Portion of weapon-related probation condition that prohibited minor from possessing “anything that looks like a weapon” is not vague and the condition does not need to include a scienter requirement. When I.S.’s case was transferred to San Francisco, the juvenile court re-declared him a ward and reimposed probation conditions. One condition prohibited I.S. from possessing deadly and dangerous weapons, including anything that looked like a weapon, replicas, toys, and fakes, and specified items the court considered dangerous and deadly weapons. On appeal, I.S. argued that a portion of the condition that prohibited him from possessing “anything that looks like a weapon” was vague. He also argued that a scienter requirement should be added because some parts of the condition could be improperly applied to nondangerous, nondeadly weapons. The Court of Appeal disagreed. When interpreting a probation condition, the court relies on context and common sense. Although the juvenile court did not use the modifying phrase “deadly or dangerous” with every part of the condition, its repetition of the phrase and the examples given indicated that the condition reasonably encompasses only dangerous or deadly weapons and their replicas, and therefore gave I.S. fair notice of what items were prohibited. Because the phrase “deadly or dangerous” has an established meaning, which includes an intent requirement, there is no need for the condition to have an explicit intent requirement. The court declined to follow In re Kevin R. (2015) 239 Cal.App.4th 351, 366 to the extent it requires an express intent. Furthermore, because a probationer’s violation cannot be based on “unwitting” noncompliance with his probations conditions, it is unnecessary to modify the condition to prohibit “knowing” possession of dangerous or deadly weapons. [Editor’s Note: Similar issues are pending in the California Supreme Court in People v. Hall (2015) 236 Cal.App.4th 1124, review granted 9/9/2015 (S227193/A141278).]

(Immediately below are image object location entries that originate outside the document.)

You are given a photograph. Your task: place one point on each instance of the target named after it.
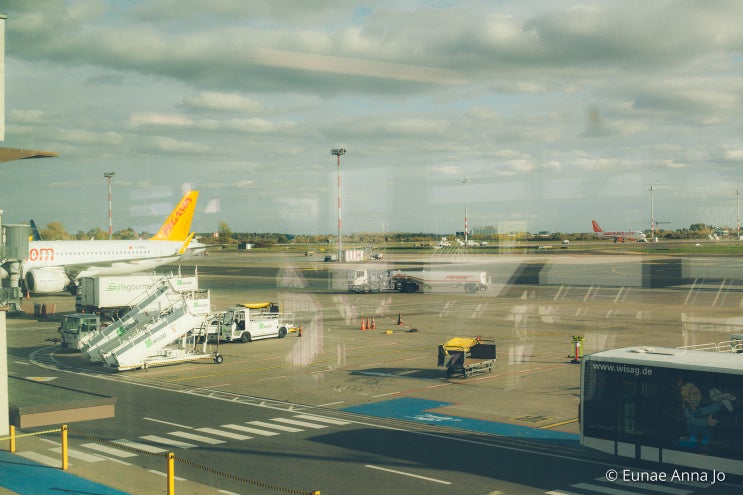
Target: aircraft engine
(40, 281)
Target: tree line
(225, 235)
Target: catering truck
(467, 356)
(365, 281)
(248, 322)
(112, 295)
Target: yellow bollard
(65, 463)
(171, 473)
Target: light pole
(466, 229)
(737, 211)
(108, 176)
(338, 152)
(652, 216)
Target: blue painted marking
(418, 410)
(26, 477)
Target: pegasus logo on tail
(178, 225)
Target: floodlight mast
(108, 176)
(338, 152)
(466, 228)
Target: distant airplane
(35, 236)
(629, 235)
(53, 266)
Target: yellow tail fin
(178, 225)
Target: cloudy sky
(557, 111)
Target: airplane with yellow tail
(54, 266)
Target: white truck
(75, 327)
(112, 295)
(248, 322)
(365, 280)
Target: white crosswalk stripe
(323, 419)
(141, 446)
(248, 429)
(105, 449)
(299, 423)
(168, 441)
(204, 435)
(198, 438)
(222, 433)
(276, 427)
(78, 454)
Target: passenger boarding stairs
(163, 316)
(134, 348)
(144, 310)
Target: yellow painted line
(554, 425)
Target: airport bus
(674, 406)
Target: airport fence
(170, 458)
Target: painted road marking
(141, 446)
(251, 430)
(42, 459)
(276, 427)
(168, 423)
(222, 433)
(168, 441)
(323, 419)
(198, 438)
(299, 423)
(76, 454)
(109, 450)
(409, 474)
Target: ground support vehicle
(157, 330)
(674, 406)
(114, 295)
(366, 280)
(77, 326)
(248, 322)
(467, 356)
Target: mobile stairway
(170, 338)
(145, 309)
(146, 337)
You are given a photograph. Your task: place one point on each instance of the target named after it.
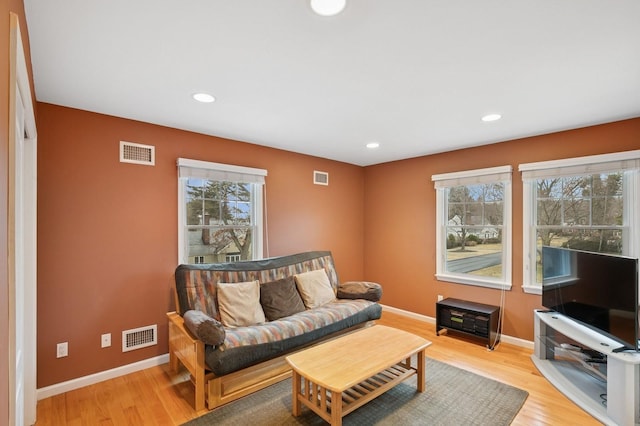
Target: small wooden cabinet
(470, 318)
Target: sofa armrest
(205, 328)
(360, 290)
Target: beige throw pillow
(315, 288)
(239, 304)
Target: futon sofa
(235, 322)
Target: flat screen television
(598, 290)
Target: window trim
(218, 171)
(626, 161)
(471, 177)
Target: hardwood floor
(156, 397)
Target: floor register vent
(137, 154)
(139, 338)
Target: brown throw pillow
(205, 328)
(315, 288)
(280, 299)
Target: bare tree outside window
(475, 218)
(580, 212)
(219, 219)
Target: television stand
(583, 365)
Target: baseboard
(81, 382)
(504, 338)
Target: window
(220, 212)
(473, 235)
(586, 203)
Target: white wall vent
(137, 154)
(320, 178)
(139, 338)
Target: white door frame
(22, 237)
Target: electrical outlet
(62, 350)
(106, 340)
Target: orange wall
(107, 231)
(400, 223)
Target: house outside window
(220, 212)
(473, 234)
(586, 203)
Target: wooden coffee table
(338, 376)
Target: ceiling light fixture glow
(328, 7)
(204, 98)
(491, 117)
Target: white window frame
(500, 174)
(222, 172)
(627, 161)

Portion of weapon-related probation condition that prohibited minor from possessing “anything that can be considered by someone else to be a weapon” is unconstitutionally vague. I.S. also argued that another portion of the probation condition that prohibited him from possessing “anything that can be considered by someone else to be a weapon” was vague. The court agreed. A minor cannot fairly be expected to avoid all items that another person might consider to be a deadly or dangerous weapon and numerous courts have sustained vagueness challenges where the probation condition fails to specify that the probationer know an item falls within the prohibited category. The court modified the probation condition to remove this phrase.